Oleh: Dr. Irvandi Gustari
(Akademisi dan Praktisi Bisnis)
RIAUMANDIRI.ID - Kepedean di kampung sendiri namun kuncun di negeri orang, begitulah pengalaman yang pernah dialami oleh Samsung saat masuk ke pasar Amerika terkait produk Hand Phone mereka pada tahun 2015 an awal. Kisah ini menginspirasi kita tentang perlu mawas diri dalam berbisnis dan tidak perlu merasa pernah puas dalam era disrupsi ini, sebab para competitor selalu bergerak mengejar ketertinggalannya dengan segala cara memanfaatkan kemudahan teknologi yang bisa merubah peradaban manusia itu sendiri.
Balik ke topik, ketika para eksekutif Samsung di negeri asalnya yaitu Korea Selatan pada awalnya merasa heran tentang pertumbuhan tingkat penjualan HP Samsung di Amerika Serikat tidak memperlihatkan hasil yang menggembirakan dan bahkan bahkan di banyak outlet memperlihatkan fakta dalam waktu 1minggu, tidak ada transaksi sama sekali.
Info dari eksekutif Samsung yang menjadi perwakilan Korea di Amerika telah banyak memberikan informasi bahwa produk HP Samsung kurang laku di Amerika, dikarenakan produk tersebut dalam banyak hal kurang sesuai dengan selera orang Amerika Serikat. Info tersebut tidak diterima bulat-bulat oleh para eksekutif Samsung di Kantor Pusatnya di Korea Selatan.
Adanya rasa penarasan tersebut, diputuskan dalam rapat pimpinan Samsung untuk mengirim 20 orang level manajer untuk berpencar disegala penjuru Amerika agar dapat melihat langsung secara nyata, apa yang terjadi dipasar Hand Phone (HP) pada kawasan Amerika tersebut.
Menarik untuk dicermati, ternyata para manajer Samsung yang diutus tersebut, terkaget-kaget atas perlakuan dari para penjual atau pedangang HP di Amerika, kenapa ya? Kaget dan terasa ngak percaya , di negara asalnya Samsung di Korea, produk HP tersebut adalah produk kebanggaan dan termasuk berkelas premium dan dijualnya juga di toko-toko eksklusif (Exclusive Store), sedangkan di Amerika mereka lihat sendiri, produk mereka dijual hanya di hypermarket dan itupun di penempatan HP Samsung tersebut di rak display bukan ditempatkan di depan, namun pada barisan belakang dari barisan produk-produk HP lainnya yang lebih disukai di Amerika seperti Sony, Philips, dan tidak jarang ditempatkan pada posisi display, dibelakang pula dari HP merek GE yang pendatang baru yang belum diminati banget di Amerika, walaupun hasil diversifikasi usaha dari GE.

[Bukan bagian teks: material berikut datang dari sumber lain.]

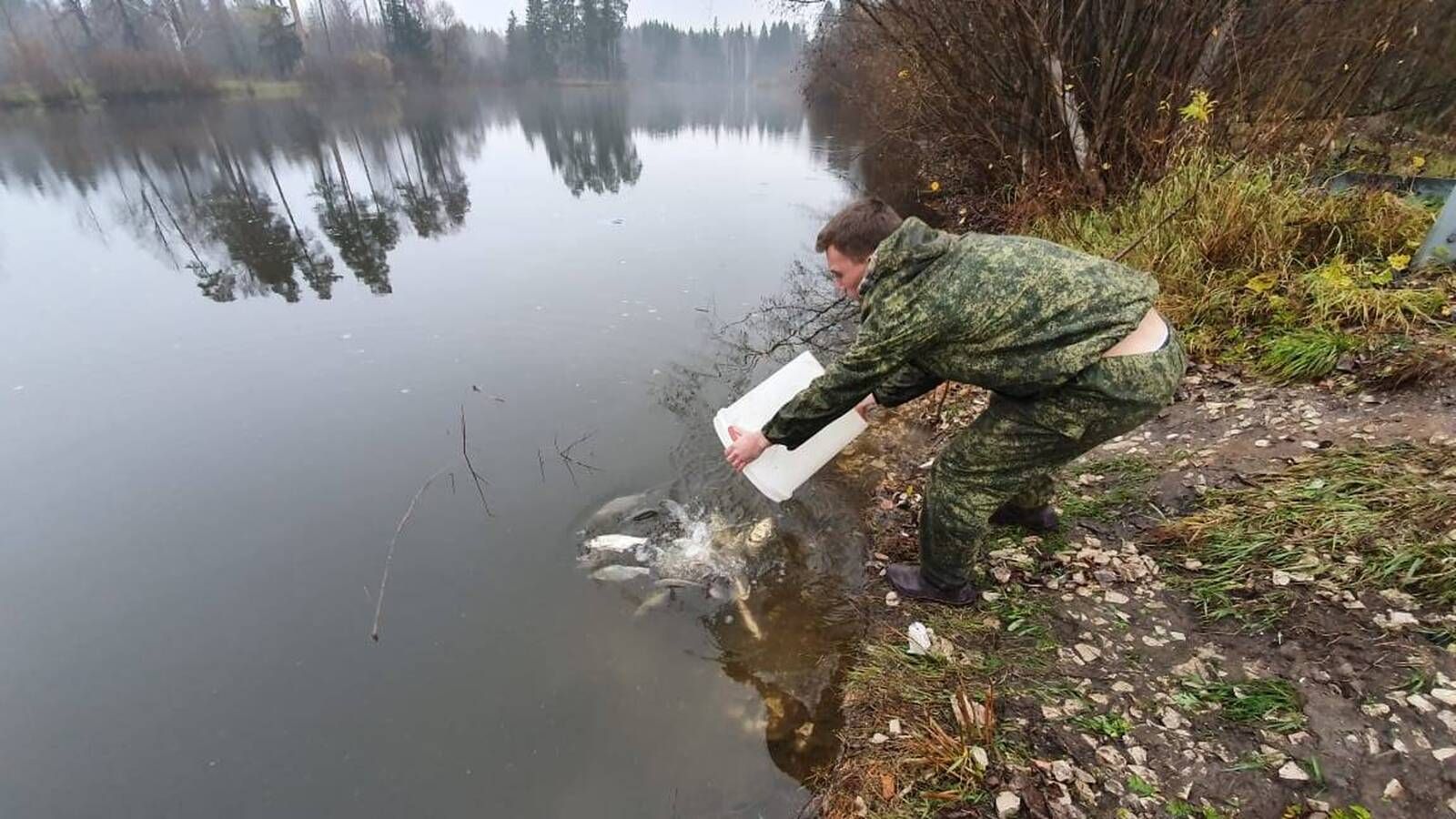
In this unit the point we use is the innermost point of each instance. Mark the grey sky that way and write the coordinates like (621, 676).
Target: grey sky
(695, 14)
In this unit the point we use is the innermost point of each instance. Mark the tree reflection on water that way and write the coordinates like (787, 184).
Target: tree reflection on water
(207, 187)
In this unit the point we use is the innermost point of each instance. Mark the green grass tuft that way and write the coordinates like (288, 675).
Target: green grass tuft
(1305, 354)
(1257, 254)
(1264, 703)
(1107, 726)
(1361, 519)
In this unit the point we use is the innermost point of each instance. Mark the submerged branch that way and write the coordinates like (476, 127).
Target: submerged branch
(470, 467)
(389, 555)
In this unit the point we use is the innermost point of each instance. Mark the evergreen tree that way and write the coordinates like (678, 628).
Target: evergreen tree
(538, 41)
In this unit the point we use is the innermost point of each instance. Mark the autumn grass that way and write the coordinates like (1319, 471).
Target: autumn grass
(948, 704)
(1259, 254)
(1360, 519)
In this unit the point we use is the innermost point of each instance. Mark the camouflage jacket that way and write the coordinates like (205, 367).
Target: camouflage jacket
(1011, 314)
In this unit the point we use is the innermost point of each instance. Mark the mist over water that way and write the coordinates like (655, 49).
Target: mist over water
(237, 339)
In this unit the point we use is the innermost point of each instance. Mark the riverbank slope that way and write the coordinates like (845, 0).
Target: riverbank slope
(1249, 610)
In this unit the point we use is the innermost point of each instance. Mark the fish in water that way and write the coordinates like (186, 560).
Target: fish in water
(621, 573)
(677, 548)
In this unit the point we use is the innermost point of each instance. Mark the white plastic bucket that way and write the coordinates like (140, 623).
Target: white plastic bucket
(779, 471)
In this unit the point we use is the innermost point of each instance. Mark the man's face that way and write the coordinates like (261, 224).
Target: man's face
(844, 271)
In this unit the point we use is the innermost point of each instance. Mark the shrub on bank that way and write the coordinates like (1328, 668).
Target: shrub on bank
(360, 70)
(138, 75)
(1263, 264)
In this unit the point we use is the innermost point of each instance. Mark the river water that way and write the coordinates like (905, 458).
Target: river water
(237, 339)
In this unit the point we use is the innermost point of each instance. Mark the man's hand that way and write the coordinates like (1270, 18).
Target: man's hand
(864, 407)
(744, 450)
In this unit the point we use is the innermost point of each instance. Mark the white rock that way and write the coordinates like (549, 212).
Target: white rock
(1400, 620)
(1293, 773)
(921, 639)
(980, 756)
(1420, 704)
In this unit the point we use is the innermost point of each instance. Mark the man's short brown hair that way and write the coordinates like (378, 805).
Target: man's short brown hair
(859, 229)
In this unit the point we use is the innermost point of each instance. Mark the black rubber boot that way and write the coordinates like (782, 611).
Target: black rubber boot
(909, 583)
(1040, 521)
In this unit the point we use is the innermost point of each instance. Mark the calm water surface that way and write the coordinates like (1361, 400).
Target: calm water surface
(233, 343)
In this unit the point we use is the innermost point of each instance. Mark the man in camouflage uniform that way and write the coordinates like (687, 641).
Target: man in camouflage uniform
(1069, 346)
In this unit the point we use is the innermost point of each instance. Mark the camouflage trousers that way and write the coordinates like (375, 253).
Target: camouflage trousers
(1011, 450)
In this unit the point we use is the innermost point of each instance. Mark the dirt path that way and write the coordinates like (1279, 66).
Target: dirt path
(1249, 612)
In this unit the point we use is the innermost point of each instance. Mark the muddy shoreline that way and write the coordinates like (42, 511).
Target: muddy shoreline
(1094, 681)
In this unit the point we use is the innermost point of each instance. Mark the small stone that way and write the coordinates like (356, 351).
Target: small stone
(1400, 620)
(1293, 773)
(980, 756)
(1111, 756)
(1420, 704)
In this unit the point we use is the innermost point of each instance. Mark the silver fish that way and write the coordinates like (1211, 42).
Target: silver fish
(613, 542)
(621, 573)
(654, 601)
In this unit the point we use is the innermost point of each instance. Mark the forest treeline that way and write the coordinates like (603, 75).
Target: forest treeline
(1026, 104)
(55, 51)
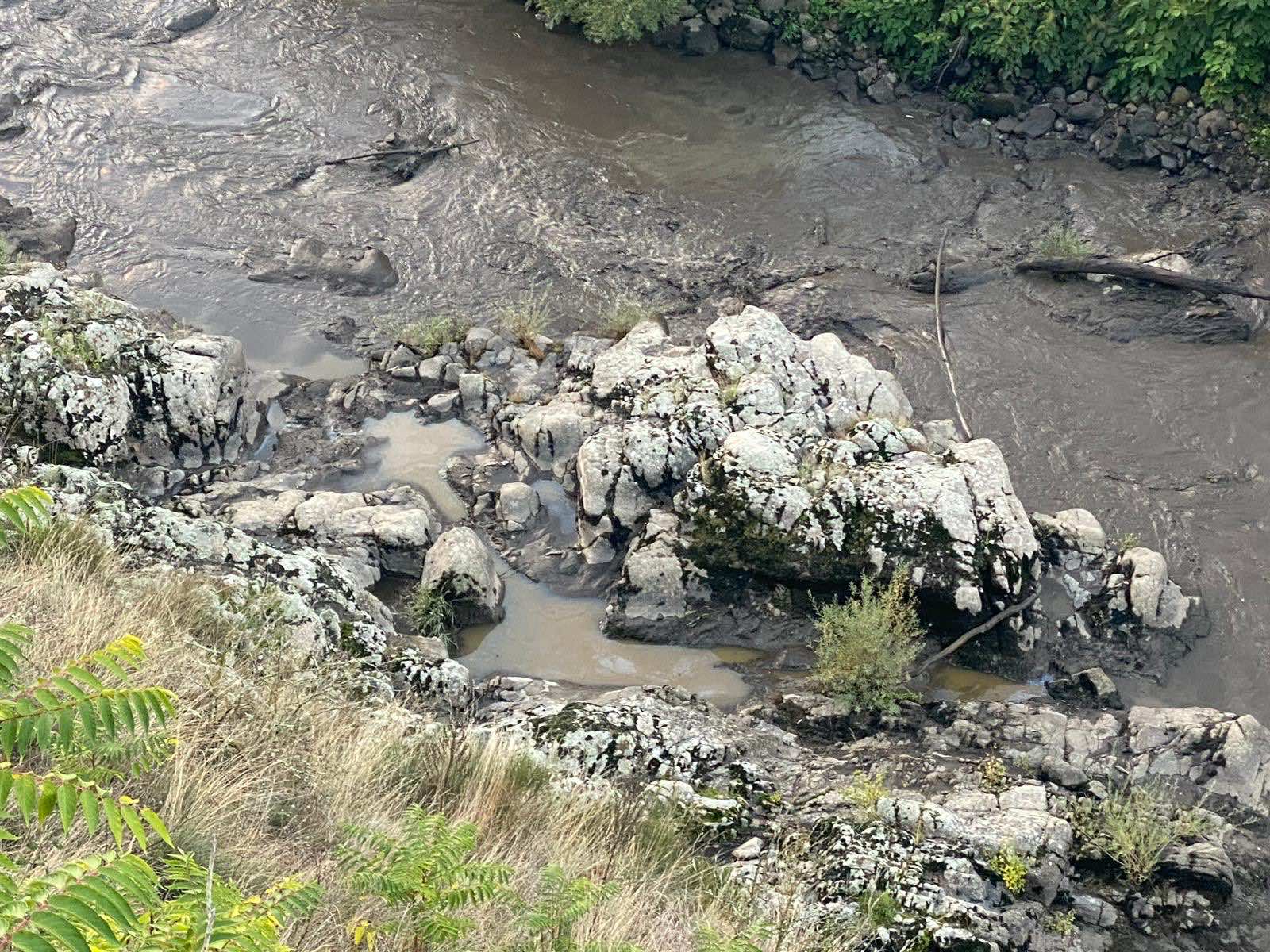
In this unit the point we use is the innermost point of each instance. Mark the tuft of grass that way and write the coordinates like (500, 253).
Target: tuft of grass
(1064, 241)
(1134, 827)
(868, 645)
(526, 321)
(275, 755)
(622, 315)
(429, 334)
(431, 613)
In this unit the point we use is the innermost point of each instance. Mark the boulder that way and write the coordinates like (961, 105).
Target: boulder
(464, 569)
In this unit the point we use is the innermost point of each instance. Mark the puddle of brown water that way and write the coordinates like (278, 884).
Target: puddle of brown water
(550, 636)
(414, 452)
(949, 682)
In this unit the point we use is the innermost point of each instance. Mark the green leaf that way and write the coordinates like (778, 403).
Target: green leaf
(67, 801)
(61, 930)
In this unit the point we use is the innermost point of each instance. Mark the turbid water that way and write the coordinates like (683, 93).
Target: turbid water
(603, 169)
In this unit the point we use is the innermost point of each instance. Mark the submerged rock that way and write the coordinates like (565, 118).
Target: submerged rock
(464, 569)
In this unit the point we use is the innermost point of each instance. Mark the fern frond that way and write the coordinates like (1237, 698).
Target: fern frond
(38, 797)
(22, 508)
(233, 922)
(88, 698)
(86, 903)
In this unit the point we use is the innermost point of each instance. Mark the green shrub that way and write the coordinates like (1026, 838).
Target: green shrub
(610, 21)
(1010, 867)
(1134, 827)
(868, 644)
(1064, 241)
(431, 613)
(525, 321)
(429, 334)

Bahkan di beberapa pertokoan besar yang eksklusif di Amerika, malah menempatkan produk HP Samsung bukan di etalase display, namun pada “bargain bin” atau disini kita kenal sebagai keranjang diskon. Pengalaman nyata ini oleh Samsung dijadikan sebagai awal kebangkitannya di Amerika dan saat ini tidak saja HP Samsung yang digemari di Amerika, kita lihat sudah sangat banyak mobil-mobil merek Korea
Pengalaman di Amerika tersebut menjadikan Samsung belajar banyak dan ketika HP Samsung masuk ke pasar Jepang, dilakukanlah strategi yang matang, sebab kedua negara memiliki sejarah masa lalu, dimana Jepang pernah menjajah Korea Selatan, dan tentunya Jepang tidak akan rela produk Korea berjaya di Jepang dan hal itu lebih kepada rasa harga diri pihak Jepang yang merasa lebih maju.
Ternyata produk Samsung juga termasuk sukses dan menggunakan strategi marketing yang jitu, contohnya yaitu merek asli nya Samsung Galaxy Note 10, maka yang dimunculkan di Jepang dengan merek Galaxy Note 10. Dengan cara begitu produk HP Samsung lebih diterima di hati orang Jepang.
Pengalaman yang tak terelakkan ini, justru menjadi pemicu sebagai dasar untuk mencapai kemajuan yang jauh lebih besar lagi. Yang paling penting adalah kita harus banyak belajar dari Inescapable Experience, dan jangan sekali sekali bangga dengan “manipulated experience”.